Spécialiste de l’œuvre d’Antonin Artaud et professeure de philosophie, Évelyne Grossman publie aux éditions de Minuit un court et stimulant essai qui ausculte des penseurs (philosophes et écrivains) confrontés à une crise existentielle qu’ils subirent ou cultivèrent et dont ils retirèrent une théorie ou du moins une leçon. « Comme l’a dit McLuhan, breakdown is a potential breakthrough. »

La crise est devenue un mot galvaudé. Souvent associée au processus créatif comme un sésame ou une initiation, elle reste un motif récurrent dans la littérature : la chute de cheval de Montaigne, l’attaque de Rousseau par un chien, le vacillement de Proust sur les pavés sont autant d’accidents ouvrant à la création. L’expérience de la souffrance, de la perte, de la destruction permet de comprendre l’activité poïétique. Penser la création à partir des plaies, de la sensibilité et de leur cicatrisation conduit à repenser le statut de la liberté (ou nécessité) créatrice ainsi que les circonstances de l’émergence des œuvres. Ici il sera plutôt question de Deleuze, Barthes, Breton ou Beckett et aussi de Joë Bousquet, poète de Carcassonne alité très jeune après qu’une balle pendant la Seconde Guerre mondiale le priva de ses jambes : « Ma blessure existait avant moi. Je suis né pour l’incarner. »

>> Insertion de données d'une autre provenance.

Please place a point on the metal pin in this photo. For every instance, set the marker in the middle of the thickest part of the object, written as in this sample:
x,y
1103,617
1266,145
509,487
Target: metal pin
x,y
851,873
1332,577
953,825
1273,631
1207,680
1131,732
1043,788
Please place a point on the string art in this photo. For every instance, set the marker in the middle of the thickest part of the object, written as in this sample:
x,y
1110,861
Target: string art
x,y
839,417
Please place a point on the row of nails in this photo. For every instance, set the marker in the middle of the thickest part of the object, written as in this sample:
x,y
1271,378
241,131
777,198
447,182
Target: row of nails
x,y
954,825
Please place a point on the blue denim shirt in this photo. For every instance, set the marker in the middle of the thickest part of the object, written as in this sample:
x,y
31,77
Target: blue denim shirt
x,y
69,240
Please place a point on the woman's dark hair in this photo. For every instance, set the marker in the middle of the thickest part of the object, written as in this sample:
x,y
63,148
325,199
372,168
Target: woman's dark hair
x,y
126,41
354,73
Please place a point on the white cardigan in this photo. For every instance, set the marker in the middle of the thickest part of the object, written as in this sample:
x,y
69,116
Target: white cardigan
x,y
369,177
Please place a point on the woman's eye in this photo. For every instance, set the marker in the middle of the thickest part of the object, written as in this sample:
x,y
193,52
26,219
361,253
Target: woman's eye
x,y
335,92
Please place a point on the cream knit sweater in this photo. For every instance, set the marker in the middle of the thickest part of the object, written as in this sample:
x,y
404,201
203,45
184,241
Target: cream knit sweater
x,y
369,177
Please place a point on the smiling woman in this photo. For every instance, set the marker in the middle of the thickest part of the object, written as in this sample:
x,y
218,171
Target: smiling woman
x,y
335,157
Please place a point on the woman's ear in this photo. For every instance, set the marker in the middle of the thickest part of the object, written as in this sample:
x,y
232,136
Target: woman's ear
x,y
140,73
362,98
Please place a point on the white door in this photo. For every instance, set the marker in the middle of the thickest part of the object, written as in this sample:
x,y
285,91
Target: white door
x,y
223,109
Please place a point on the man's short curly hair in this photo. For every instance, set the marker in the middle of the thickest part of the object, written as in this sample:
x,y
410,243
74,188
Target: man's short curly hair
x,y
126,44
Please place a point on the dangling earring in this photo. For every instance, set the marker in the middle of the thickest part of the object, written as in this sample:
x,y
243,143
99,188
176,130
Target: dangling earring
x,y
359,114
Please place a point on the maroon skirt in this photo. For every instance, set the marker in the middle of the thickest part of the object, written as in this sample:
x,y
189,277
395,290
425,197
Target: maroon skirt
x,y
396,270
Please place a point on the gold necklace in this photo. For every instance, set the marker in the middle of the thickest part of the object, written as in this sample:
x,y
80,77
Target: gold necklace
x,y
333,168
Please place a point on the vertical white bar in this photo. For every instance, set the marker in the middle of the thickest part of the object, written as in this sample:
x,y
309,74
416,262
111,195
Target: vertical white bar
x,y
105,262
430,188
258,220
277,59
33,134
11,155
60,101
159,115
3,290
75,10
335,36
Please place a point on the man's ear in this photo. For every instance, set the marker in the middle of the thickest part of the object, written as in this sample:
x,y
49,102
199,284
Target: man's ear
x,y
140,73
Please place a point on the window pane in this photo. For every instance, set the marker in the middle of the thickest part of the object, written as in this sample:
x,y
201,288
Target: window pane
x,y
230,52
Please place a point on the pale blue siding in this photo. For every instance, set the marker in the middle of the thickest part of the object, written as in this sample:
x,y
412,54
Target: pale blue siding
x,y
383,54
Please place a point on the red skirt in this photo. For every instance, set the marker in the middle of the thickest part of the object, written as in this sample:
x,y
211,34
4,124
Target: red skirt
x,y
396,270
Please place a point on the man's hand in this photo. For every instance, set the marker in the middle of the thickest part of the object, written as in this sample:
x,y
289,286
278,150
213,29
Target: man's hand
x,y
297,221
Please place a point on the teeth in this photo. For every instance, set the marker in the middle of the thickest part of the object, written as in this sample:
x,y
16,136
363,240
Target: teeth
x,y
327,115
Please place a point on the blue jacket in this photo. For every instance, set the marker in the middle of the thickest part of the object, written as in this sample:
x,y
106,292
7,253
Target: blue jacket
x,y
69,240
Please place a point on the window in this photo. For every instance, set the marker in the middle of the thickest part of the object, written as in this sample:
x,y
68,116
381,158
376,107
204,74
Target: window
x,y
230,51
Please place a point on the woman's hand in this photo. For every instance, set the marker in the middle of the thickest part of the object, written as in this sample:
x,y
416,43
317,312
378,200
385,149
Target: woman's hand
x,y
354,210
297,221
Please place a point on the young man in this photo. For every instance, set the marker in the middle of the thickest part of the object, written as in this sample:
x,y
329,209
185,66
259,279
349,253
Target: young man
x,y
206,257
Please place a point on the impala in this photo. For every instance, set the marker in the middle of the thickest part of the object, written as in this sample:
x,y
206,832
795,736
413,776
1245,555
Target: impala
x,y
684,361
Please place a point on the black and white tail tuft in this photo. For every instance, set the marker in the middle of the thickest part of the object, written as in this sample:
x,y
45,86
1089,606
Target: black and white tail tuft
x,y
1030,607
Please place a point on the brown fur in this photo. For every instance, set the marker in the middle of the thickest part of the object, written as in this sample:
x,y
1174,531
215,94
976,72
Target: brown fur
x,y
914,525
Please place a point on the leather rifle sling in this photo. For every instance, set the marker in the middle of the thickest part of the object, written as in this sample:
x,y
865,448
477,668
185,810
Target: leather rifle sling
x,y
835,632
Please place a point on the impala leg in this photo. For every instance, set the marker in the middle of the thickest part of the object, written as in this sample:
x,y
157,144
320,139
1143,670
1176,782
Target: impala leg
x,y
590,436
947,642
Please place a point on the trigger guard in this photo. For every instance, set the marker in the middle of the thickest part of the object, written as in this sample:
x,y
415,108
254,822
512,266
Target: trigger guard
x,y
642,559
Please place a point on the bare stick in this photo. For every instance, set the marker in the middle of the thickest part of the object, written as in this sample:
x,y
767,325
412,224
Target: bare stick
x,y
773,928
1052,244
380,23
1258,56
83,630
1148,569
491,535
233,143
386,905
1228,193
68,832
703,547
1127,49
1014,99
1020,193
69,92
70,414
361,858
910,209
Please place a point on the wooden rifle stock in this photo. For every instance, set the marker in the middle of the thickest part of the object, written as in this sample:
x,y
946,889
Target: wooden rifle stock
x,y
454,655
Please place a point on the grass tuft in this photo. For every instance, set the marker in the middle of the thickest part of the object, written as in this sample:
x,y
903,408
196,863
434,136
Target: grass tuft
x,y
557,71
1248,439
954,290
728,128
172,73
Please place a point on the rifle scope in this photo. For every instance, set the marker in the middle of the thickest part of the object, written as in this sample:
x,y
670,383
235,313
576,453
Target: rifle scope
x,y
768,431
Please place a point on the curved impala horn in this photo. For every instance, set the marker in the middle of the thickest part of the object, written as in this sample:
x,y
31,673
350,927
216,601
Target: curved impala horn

Car il y a dans l’âme quelque chose qu’il ne faut pas vouloir soigner au risque d’anéantir, de faire taire irrémédiablement l’appel qui la motive : précisément ce qui en elle ouvre la plaie, ce que Lyotard désigne par la première lettre hébraïque, l’aleph. Incision douloureuse, sans laquelle rien ne se passerait, lacération qui creuse l’endroit d’un advenir. Fondamentalement, pour la psychanalyse, la créativité s’ancre dans l’expérience du manque et de la perte. « Toute création exige-t-elle l’insécurité ? » lance l’auteure pour mieux nous guider dans les précieux déséquilibres que les artistes nommeront chacun selon leur sensibilité : le Pèse-Nerf d’Artaud, le pli de Deleuze, le suspens mallarméen, l’aphorisme nietzschéen… L’intérêt de l’ouvrage repose sur la thèse d’Evelyne Grossman illustrée par de nombreux exemples piochés dans le XXe siècle qui est cette tentative non pas de résoudre la crise mais bien d’en conserver le déséquilibre : créer est une épreuve et la volonté d’avancer à tâtons malgré l’incertitude une voie royale à l’accomplissement de son oeuvre.